4

I have 3 arrays: a, b, c all with length 15.

a=[950, 850, 750, 675, 600, 525, 460, 400, 350, 300, 250, 225, 200, 175, 150] 

b = [16, 12, 9, -35, -40, -40, -40, -45, -50, -55, -60, -65, -70, -75, -80]

c=[32.0, 22.2, 12.399999999999999, 2.599999999999998, -7.200000000000003, -17.0, -26.800000000000004, -36.60000000000001, -46.400000000000006, -56.2, -66.0, -75.80000000000001, -85.60000000000001, -95.4, -105.20000000000002] 

I am trying to find the value of a at the index where b=c. T

The problem is that there is no place where b=c exactly so I need to linearly interpolate between values in the array to find the value of a where b=c. Does that make sense?

I was thinking about using scipy.interpolate to do the interpolation.

I am having a hard time wrappying my mind around how to solve this problem. Any ideas on this would be great!

Warren Weckesser
  • 110,654
  • 19
  • 194
  • 214
HM14
  • 689
  • 1
  • 10
  • 30
  • Can you add some examples of arrays `a`, `b`, and `c`? – Christian Ternus Sep 12 '16 at 19:31
  • `b = [16, 12, 9, -35, -40, -40, -40, -45, -50, -55, -60, -65, -70, -75, -80])` `c=[32.0, 22.2, 12.399999999999999, 2.599999999999998, -7.200000000000003, -17.0, -26.800000000000004, -36.60000000000001, -46.400000000000006, -56.2, -66.0, -75.80000000000001, -85.60000000000001, -95.4, -105.20000000000002]` `a=[950, 850, 750, 675, 600, 525, 460, 400, 350, 300, 250, 225, 200, 175, 150]` – HM14 Sep 12 '16 at 19:34
  • Define ```interpolate linearily``` (what do you mean? linear-regression on all points; piecewise-linear? is it a valid assumption in regards to the data?...).

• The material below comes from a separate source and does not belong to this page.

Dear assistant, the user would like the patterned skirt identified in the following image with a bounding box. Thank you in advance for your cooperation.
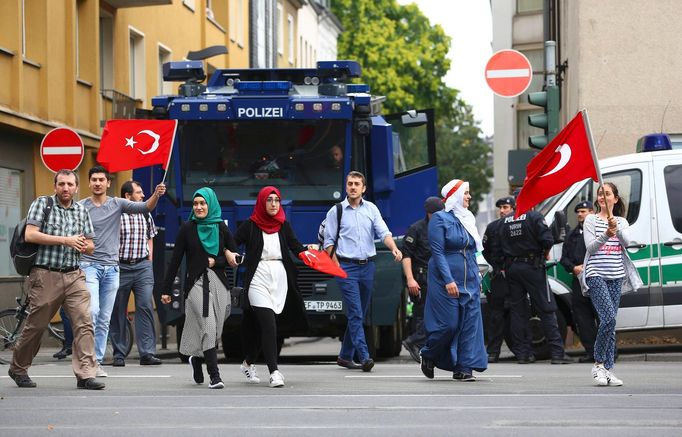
[179,269,230,357]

Also: instead of adding this example as comment, edit your question and format it nicely! – sascha Sep 12 '16 at 21:07
  • Linear interpolation: https://en.wikipedia.org/wiki/Linear_interpolation. In particular, see "Linear interpolation of a data set": https://en.wikipedia.org/wiki/Linear_interpolation#Interpolation_of_a_data_set – Warren Weckesser Sep 12 '16 at 21:50

3 Answers3

3

Here's simpler variation of a function from another answer of mine:

from __future__ import division

import numpy as np


def find_roots(t, y):
    """
    Given the input signal `y` with samples at times `t`,
    find the times where `y` is 0.

    `t` and `y` must be 1-D numpy arrays.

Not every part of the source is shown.